The explanation must be that if the lost kinsman leaves no heir, the loss is all the greater to the kindred. This looks like a survival of tribal custom. The dread of a family dying out lay, as we have seen, at the root of the widespread custom which brought in the sister’s son to fill the vacant place when there was no one else to keep up the family. This addition in the later statement, though omitted in the ‘Pactus,’ pointing back as it appears to earlier custom, seems to show that the Lex as well as the ‘Pactus’ may in the matter of wergeld be traced to Alamannic rather than Frankish sources.

Wergeld of women.

In both the ‘Pactus’ and the Lex, as we have seen, the wergelds of women were double those of men. The Bavarian law gives the reason of the rule (IV. 29) and also the reason why sometimes an exception was made to the rule.

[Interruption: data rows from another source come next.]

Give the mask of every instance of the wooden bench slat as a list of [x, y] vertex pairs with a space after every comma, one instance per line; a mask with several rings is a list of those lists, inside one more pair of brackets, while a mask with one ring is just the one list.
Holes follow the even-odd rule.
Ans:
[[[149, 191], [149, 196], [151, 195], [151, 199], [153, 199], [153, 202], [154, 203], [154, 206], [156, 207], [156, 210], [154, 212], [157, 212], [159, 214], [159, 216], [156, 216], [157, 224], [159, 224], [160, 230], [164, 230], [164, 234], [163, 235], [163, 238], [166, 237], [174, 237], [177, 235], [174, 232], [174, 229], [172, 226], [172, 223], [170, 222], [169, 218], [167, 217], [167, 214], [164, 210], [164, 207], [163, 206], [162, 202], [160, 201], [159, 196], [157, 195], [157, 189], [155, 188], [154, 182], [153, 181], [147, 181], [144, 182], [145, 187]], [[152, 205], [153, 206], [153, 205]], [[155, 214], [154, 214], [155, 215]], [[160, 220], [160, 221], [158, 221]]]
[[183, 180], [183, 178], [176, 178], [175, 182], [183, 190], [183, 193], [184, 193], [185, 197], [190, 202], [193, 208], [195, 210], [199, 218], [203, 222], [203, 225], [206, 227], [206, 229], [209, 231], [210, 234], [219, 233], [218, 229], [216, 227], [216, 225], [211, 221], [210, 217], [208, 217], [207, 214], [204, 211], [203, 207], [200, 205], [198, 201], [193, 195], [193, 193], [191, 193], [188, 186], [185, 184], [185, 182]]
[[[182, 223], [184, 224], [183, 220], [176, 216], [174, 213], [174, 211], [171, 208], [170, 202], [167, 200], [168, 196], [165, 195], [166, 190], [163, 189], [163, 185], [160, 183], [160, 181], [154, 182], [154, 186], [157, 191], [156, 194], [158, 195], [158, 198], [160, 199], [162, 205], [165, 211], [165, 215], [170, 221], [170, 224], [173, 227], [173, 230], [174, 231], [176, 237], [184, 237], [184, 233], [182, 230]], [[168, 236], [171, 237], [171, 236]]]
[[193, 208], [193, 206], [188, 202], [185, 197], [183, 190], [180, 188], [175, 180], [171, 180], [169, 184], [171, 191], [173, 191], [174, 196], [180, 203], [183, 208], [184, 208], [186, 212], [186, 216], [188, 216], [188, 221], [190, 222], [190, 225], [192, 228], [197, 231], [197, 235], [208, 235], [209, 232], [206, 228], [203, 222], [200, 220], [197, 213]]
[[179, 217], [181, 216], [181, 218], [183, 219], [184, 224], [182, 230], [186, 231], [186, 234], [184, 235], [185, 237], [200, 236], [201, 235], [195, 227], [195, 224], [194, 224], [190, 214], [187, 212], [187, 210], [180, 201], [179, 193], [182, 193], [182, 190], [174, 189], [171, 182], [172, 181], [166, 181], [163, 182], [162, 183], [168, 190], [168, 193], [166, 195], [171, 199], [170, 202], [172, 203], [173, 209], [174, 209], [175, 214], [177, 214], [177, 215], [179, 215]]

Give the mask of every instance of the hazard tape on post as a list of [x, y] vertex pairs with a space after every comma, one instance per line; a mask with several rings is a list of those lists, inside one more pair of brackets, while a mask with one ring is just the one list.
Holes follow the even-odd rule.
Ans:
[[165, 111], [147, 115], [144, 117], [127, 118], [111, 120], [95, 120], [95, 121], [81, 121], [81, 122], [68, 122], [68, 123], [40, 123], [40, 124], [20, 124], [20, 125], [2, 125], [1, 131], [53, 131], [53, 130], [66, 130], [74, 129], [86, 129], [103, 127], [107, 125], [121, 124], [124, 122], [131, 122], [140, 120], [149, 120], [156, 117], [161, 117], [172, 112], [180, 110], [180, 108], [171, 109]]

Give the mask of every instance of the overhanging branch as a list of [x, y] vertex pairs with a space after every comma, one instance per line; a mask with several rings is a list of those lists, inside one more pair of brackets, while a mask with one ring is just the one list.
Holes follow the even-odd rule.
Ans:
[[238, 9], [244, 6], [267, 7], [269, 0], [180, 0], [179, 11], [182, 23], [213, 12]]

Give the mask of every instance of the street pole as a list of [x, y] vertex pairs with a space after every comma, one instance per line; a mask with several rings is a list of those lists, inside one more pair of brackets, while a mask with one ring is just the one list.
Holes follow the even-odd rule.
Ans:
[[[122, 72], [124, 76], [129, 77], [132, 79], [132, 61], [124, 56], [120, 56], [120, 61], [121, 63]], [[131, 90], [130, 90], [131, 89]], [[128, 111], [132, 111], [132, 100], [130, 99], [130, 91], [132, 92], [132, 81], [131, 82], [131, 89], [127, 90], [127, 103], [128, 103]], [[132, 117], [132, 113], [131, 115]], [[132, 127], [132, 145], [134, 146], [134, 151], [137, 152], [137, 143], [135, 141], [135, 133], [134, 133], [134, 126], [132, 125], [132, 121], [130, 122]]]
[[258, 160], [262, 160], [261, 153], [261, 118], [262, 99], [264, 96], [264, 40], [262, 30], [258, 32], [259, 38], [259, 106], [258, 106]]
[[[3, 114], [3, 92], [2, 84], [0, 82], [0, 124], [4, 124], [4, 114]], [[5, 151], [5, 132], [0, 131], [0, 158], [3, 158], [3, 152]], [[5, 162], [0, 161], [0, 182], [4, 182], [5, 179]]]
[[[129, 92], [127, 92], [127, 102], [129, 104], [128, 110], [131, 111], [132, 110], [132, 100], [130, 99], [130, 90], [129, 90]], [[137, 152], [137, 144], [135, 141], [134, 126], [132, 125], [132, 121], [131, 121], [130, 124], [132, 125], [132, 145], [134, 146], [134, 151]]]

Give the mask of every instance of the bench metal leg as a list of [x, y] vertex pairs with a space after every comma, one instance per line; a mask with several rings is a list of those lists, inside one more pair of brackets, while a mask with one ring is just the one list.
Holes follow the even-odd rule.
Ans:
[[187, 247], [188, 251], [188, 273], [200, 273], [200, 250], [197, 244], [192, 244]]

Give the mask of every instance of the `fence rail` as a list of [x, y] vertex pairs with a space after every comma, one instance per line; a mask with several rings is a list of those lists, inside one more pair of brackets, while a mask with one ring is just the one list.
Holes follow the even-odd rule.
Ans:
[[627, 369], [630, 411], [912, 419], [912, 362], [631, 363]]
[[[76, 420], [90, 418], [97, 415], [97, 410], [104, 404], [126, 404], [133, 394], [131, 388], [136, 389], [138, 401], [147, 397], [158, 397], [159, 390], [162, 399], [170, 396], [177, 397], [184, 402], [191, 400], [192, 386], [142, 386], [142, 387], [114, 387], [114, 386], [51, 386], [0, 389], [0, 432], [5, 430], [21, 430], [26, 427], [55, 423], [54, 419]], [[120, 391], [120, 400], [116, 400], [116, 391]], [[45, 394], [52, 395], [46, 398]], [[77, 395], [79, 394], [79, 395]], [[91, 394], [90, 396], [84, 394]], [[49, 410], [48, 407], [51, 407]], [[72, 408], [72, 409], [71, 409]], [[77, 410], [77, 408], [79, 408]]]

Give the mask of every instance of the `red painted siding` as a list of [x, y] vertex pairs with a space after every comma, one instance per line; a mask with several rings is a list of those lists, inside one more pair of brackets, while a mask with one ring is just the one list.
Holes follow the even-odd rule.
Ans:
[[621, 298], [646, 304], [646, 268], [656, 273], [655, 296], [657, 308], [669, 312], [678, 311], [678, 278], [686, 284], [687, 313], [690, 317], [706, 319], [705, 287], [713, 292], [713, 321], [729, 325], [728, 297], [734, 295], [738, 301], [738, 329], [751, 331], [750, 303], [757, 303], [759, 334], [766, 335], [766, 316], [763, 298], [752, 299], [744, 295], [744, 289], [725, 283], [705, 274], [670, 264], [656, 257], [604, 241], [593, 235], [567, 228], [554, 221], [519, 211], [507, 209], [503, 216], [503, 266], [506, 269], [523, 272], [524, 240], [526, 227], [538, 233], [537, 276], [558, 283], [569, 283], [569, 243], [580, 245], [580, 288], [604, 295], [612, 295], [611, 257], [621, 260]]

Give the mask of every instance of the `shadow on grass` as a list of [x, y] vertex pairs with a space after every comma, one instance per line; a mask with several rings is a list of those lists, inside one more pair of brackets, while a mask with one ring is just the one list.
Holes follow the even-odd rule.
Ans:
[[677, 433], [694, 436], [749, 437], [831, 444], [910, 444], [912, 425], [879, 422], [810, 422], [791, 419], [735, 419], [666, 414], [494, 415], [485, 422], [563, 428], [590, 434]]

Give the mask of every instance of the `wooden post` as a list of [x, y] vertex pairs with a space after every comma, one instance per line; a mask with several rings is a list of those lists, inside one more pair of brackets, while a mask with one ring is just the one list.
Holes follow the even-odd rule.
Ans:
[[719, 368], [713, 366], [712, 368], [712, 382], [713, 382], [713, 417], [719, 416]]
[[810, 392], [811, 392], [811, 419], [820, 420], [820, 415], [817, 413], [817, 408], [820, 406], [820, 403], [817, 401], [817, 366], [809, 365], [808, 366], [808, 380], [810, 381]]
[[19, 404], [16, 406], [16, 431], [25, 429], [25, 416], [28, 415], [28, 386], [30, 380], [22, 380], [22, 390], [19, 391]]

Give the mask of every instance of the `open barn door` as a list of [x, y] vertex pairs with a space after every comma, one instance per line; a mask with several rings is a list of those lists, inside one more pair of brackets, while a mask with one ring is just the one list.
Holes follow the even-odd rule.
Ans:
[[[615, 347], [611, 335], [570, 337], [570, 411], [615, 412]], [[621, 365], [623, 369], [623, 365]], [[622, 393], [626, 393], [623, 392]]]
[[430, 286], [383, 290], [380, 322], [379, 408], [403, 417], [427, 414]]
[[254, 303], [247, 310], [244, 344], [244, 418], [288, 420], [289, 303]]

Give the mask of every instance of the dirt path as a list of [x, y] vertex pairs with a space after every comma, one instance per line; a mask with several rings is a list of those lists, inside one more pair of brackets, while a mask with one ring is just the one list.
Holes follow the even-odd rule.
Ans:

Whilst a woman is unable to defend herself by arms, let her receive a double composition; if, however, in the boldness of her heart, like a man, she chooses to fight, her composition shall not be double.

In titles XXIX. and XXX. of the Alamannic law it is enacted that if a man be slain in the curtis of the Dux a threefold wergeld must be paid, and that if the messenger of the Dux be killed within the province his triple wergeld must be paid.

The freeman’s wergeld of 160 solidi under Bavarian law.

In the Bavarian law the wergeld of the freeman is stated to be 160 solidi, thus:—

If any one kill a free man (‘liberum hominem’) let there be paid to his parentes, if he have any, or if he have no parentes to the Dux or to him to whom he was commended whilst he lived, twice 80 solidi: that is, 160 solidi. (Tit. IV. c. 28.)

There are no wergelds mentioned in the Bavarian law corresponding to those of the medius Alamannus and the primus Alamannus of the Alamannic laws.